Once upon a time, when we were itty bitty, we judged people for the important things, like whether they would share our crayons with us, if they ate sand in the sand box and if they liked My Little Ponies as much as we did. Okay, so maybe not important, but nowhere on that list is there judgement for how big someone was. Little girls (and boys, but this is predominantly about girls) were not born with a sense of thinking they were better than someone over something as arbitrary as their size.
The usual side of this argument that you hear is that "fat women are discriminated against just for being fat". Which is one hundred percent true. If you are overweight there are eighty million stereotypes that are used against you. People will assume you're lazy, eat half a box of cookies a night and cry into a cake unable to tear yourself away from it. I get it. I am a heavier woman myself, the looks are there and the judgement is there. On the flip side, people think that heavier women are more maternal and caring as well, but I suppose it's hard to see that when you think someone is picturing you with a pig tail.
Somewhere along the line, the backlash became an "us or them" mentality. If you're a persecuted fat woman, than clearly all skinny women are evil. Heavyset women will deny that this is the case, but let's face it, before you talk to someone you've judged that because they're a size 4, they're a judgemental control freak most of the time.
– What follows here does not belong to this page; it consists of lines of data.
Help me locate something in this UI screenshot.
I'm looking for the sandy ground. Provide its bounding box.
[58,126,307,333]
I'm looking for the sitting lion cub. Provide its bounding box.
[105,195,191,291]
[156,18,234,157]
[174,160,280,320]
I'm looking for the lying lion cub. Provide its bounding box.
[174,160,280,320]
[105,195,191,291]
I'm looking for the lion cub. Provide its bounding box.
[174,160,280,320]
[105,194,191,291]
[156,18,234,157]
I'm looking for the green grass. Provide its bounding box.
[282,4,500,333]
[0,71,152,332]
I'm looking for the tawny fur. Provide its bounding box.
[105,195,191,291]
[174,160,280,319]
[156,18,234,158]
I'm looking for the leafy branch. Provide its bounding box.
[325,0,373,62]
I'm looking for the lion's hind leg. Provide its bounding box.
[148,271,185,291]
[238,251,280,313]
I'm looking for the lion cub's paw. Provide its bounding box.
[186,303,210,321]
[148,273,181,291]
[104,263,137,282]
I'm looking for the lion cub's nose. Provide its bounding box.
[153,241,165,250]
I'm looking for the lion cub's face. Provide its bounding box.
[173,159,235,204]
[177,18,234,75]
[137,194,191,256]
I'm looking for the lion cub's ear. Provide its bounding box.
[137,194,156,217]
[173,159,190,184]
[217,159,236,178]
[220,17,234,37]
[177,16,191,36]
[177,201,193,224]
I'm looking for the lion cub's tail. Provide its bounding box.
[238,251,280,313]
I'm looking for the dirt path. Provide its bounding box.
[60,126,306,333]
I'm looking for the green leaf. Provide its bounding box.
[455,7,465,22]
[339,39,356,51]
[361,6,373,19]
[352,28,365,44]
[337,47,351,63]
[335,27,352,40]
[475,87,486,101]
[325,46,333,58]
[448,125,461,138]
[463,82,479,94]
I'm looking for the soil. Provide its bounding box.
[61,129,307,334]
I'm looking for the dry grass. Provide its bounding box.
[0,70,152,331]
Even if they aren't judging you. Or are just naturally small.
The fact is "real women have curves" sums up this entire mentality. Hate to break it to the world, but real women have a vagina and a uterus. That is what makes a real woman, whether she be a Kate Moss or a Marilyn Monroe. What makes us beautiful is not the size of our hips, the size of our waists, the size of our boobs: It's our ability to show compassion and live in a world with as little judgement as we can manage. Just because someone is not exactly like you, does not mean they are not beautiful. It just means their different.
A saying that doesn't piss me off: "Ugly is on the inside." Ugliness is not the size of your nose, it's the ignorance of your soul.
*steps off*
And I leave you with an interesting article from Glamour magazine of all places:
http://www.glamour.com/health-fitness/2012/05/weight-stereotyping-the-secret-way-people-are-judging-you-based-on-your-body-glamour-june-2012
There are a lot of interesting thoughts there on how we judge. And how unfair those judgements usually end up being.